Malgré des efforts timides, la politique en matière de drogues du gouvernement manque de punch – un état de choses que celui-ci essaie de compenser en misant sur plus de répression, une idée aussi simple que stupide.
Si même Vera la Rouge s’y met, l’heure doit être grave. Certes, ses déclarations revendiquant une présence policière accrue dans sa ville d’Esch-sur-Alzette peuvent aussi être vues comme des manœuvres politiques, voire préélectorales, mais il n’y a pas que ça. Car il se trouve qu’elle n’est pas la seule socialiste à faire dans le « Law & Order ». Ainsi, le député LSAP Franz Fayot en est déjà à sa deuxième question parlementaire dans laquelle il interpelle son ministre Étienne Schneider sur la criminalité liée aux stupéfiants dans le quartier Gare de la capitale. Évoquant le « ras-le-bol » de la population – ou plutôt s’appuyant dessus -, Fayot presse entre les lignes le ministre de la force publique d’employer les grands moyens pour enfin débarrasser le quartier de ses miséreux junkies et de leurs revendeurs.
Certes, un quartier marqué par le trafic et la consommation de drogues dures n’est pas beau à voir, ni à vivre. Et le « ras-le-bol » des habitants est plus que compréhensible. Pourtant, une politique responsable ne doit pas tomber dans le panneau de la répression aveugle. Car celle-ci ne mène strictement à rien. Le commerce de la came est une hydre vengeresse : plus vous coupez des têtes, plus elles repoussent, avec encore plus de vigueur et de détermination. À court et à long terme, les actions policières accrues dans le quartier Gare ne feront qu’accroître la misère et le désarroi – en fragilisant les consommateurs et en forçant les dealers criminels à s’adapter à un environnement devenu plus hostile. Pour le feuilleton journalistique, ce ne sera que partie remise, jusqu’au prochain trou estival ou toute autre occasion de ressortir les vieilles casseroles.
On croirait donc presque assister à une « vallsification » de nos socialos à nous : dans l’Hexagone aussi, un gouvernement dit de gauche a découvert les bienfaits médiatiques de la répression brutale et des états d’urgence.
On croirait donc presque assister à une « vallsification » de nos socialos à nous.
Alors qu’une politique en matière de drogues responsable n’aiderait pas uniquement les toxicomanes à se sortir de leur cauchemar, mais soulagerait aussi durablement les quartiers sensibles du pays. Dans ce contexte, la non-mention de la salle de shoot qui devrait enfin ouvrir ses portes dans la « métropole du Sud » en dit long. Aussi long que l’absence d’avancées réelles vers un vrai changement de cap dans la façon dont l’État veut aborder la problématique de la drogue. Car le « plan national drogues », s’il contient des avancées hésitantes, n’est pas d’une grande originalité. Non, il ne fait que transposer des éléments que certains de nos voisins plus hardis pratiquent avec succès depuis des années – comme les programmes de distribution d’héroïne ou encore la possibilité de faire tester certaines substances lors de grandes fêtes ou festivals.

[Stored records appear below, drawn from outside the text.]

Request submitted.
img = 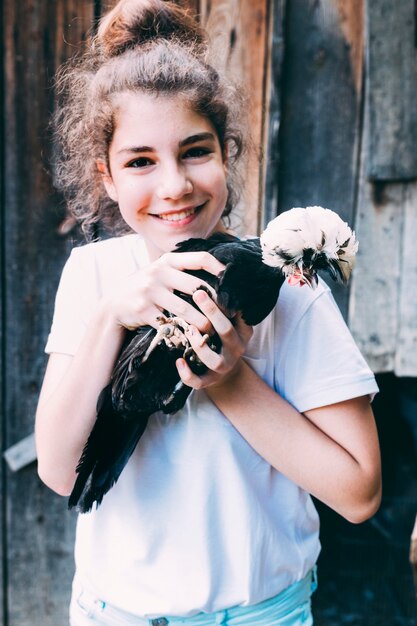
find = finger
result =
[193,289,238,343]
[158,290,213,333]
[160,252,225,276]
[176,359,209,389]
[233,313,253,345]
[185,326,227,374]
[158,267,217,299]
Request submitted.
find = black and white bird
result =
[68,206,358,513]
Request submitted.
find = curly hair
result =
[52,0,243,236]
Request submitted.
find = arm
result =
[177,288,381,522]
[207,362,381,523]
[35,252,223,495]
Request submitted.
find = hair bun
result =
[96,0,206,57]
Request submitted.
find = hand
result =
[177,290,253,389]
[101,252,224,333]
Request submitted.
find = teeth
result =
[158,209,195,222]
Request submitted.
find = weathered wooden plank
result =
[2,0,93,626]
[275,0,363,315]
[367,0,417,180]
[349,102,405,372]
[393,182,417,376]
[262,0,286,227]
[0,2,7,624]
[200,0,269,233]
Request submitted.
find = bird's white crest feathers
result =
[260,206,358,282]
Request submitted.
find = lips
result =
[158,207,197,222]
[151,202,205,222]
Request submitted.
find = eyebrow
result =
[118,133,215,154]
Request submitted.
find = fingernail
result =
[194,291,208,304]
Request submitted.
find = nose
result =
[158,164,193,200]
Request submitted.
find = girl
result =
[36,0,380,626]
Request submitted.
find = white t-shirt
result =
[46,235,377,618]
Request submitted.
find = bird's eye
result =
[127,157,153,168]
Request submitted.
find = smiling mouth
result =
[154,202,205,222]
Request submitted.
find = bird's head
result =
[260,206,358,288]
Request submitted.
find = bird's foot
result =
[142,315,191,363]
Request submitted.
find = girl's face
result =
[98,93,227,260]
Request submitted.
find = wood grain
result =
[274,0,363,316]
[199,0,269,233]
[366,0,417,181]
[1,0,93,626]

Une problématique complexe certes, et à laquelle on ne peut opposer des solutions simples. Pire encore : il n’y a pas de remède miracle contre les fléaux de l’addiction. Mais en la laissant croupir dans les coins aveugles de l’illégalité, en criminalisant aussi bien les consommateurs que les revendeurs, on n’aide personne. Et faire croire que la nouvelle vague de répression changerait la donne est à la fois hypocrite et signe de capitulation politique. Vu qu’on ne trouve pas le courage de chercher des voies innovantes et osées, on leur en met plein sur le gnon à ces asociaux, pour que la galerie s’amuse. Un bien triste spectacle.